Ah, the _canaille_!"




CHAPTER XXI


SHIPWRECK AND WAR

"You call them dogs, eh?" asked the chief. "And why?"

"What else are such apostate fanatics? People who live by robbery and
plunder--people who, if they find no gold in your money-belt, will rip
your stomach open to see if you've swallowed it! People who boast
of being _harami_ (highwaymen), and who respect the _jallah_
(slave-driver)!

"People who practice the barbaric _thar_, or blood-feud! People who
torture their victims by cutting off the ends of their fingers before
beheading or crucifying them! People who glory in murdering the
'idolators of Feringistan,' as they call us white men! Let me advise
you now, my Captain, when dealing with these people or fighting them,
never use your last shot on them. Always keep a mercy-bullet in your
gun!"

"A mercy-bullet?"

"For yourself!"

The Master pondered a moment or two, as _Nissr_ drifted on toward the
now densely massed Arabs on the beach, then he said:

"You seem to know these folk well."

"Only too well!"

The Master's next words were in the language of the desert:

"_Hadratak tet kal'm Arabi?_" (You speak Arabic?)
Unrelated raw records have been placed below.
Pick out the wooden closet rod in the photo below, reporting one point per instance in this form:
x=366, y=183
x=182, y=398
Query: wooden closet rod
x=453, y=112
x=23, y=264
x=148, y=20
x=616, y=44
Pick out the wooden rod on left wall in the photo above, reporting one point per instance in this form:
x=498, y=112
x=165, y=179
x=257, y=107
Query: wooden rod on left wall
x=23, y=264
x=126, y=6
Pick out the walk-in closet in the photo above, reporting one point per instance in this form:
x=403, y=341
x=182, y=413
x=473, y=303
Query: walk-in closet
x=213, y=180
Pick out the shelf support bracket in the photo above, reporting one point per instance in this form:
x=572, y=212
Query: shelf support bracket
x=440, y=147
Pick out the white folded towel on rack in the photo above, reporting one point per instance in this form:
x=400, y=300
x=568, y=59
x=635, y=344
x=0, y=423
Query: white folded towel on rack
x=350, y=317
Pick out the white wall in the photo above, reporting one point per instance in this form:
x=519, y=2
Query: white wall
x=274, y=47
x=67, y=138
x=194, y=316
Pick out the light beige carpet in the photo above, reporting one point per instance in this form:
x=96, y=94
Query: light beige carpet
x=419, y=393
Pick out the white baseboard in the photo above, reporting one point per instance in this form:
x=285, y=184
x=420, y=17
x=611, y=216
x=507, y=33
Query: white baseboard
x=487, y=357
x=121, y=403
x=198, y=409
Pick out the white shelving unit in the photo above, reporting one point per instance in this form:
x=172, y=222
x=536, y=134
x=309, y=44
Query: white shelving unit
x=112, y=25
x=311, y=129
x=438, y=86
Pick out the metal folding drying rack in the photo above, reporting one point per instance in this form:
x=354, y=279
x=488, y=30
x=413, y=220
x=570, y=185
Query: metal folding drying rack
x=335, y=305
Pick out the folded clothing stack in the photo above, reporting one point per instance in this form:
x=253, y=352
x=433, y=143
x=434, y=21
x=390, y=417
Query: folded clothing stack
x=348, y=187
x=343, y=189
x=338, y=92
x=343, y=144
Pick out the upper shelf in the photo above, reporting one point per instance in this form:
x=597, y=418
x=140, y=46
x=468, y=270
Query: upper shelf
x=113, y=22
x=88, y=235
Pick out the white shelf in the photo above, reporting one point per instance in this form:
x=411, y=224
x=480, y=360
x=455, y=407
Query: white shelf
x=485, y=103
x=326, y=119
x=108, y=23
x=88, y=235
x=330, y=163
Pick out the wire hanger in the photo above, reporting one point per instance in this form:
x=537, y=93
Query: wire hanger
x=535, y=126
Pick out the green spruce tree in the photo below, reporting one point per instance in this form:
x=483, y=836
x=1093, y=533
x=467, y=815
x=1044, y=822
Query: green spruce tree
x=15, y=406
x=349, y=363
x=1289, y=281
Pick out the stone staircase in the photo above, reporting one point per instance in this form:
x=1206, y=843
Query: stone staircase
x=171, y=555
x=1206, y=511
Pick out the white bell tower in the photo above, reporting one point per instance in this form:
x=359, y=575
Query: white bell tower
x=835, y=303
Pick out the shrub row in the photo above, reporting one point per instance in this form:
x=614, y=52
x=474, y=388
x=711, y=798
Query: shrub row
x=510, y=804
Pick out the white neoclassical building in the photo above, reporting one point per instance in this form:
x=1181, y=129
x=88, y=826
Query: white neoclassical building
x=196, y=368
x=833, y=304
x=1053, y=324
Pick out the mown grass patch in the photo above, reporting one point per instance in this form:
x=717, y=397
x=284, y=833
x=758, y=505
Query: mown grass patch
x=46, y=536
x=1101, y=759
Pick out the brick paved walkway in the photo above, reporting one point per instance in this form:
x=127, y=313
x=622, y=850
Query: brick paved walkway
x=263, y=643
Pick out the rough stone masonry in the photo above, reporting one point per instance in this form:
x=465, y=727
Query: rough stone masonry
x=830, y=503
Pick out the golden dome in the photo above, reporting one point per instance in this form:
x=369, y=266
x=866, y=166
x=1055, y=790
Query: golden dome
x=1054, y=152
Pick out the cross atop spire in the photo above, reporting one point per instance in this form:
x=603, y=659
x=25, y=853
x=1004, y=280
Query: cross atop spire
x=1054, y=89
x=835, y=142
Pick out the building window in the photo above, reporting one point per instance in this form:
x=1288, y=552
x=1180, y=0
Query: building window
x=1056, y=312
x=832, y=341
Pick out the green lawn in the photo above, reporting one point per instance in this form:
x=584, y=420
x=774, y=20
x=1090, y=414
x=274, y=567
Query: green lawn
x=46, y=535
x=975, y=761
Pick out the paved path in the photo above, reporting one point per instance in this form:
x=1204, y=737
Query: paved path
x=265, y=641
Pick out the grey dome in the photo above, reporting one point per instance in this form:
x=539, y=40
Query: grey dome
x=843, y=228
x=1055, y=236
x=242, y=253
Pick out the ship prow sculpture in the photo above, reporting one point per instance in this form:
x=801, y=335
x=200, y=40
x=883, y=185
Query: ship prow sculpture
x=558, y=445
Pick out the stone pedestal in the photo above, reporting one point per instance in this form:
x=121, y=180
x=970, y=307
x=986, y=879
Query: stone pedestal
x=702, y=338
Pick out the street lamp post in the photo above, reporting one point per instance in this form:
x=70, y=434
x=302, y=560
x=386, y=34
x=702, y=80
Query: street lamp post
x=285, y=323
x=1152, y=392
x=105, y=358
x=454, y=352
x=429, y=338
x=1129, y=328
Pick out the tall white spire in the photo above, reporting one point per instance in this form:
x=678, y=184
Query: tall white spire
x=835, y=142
"_Na'am et kal'm!_" affirmed the lieutenant, smiling. And in the same
tongue he continued, with fluent ease: "Indeed I do, _Effendi_. Yes,
yes, I learned it in Algiers and all the way south as far as the
headwaters of the Niger.

"Five years I spent among the Arabs, doing air-work, surveying the
Sahara, locating oases, mapping what until then were absolutely
unknown stretches of territory. I did a bit of bombing, too, in the
campaign against Sheik Abd el Rahman, in 1913."

"Yes, so I have heard. You almost lost your life, that time?"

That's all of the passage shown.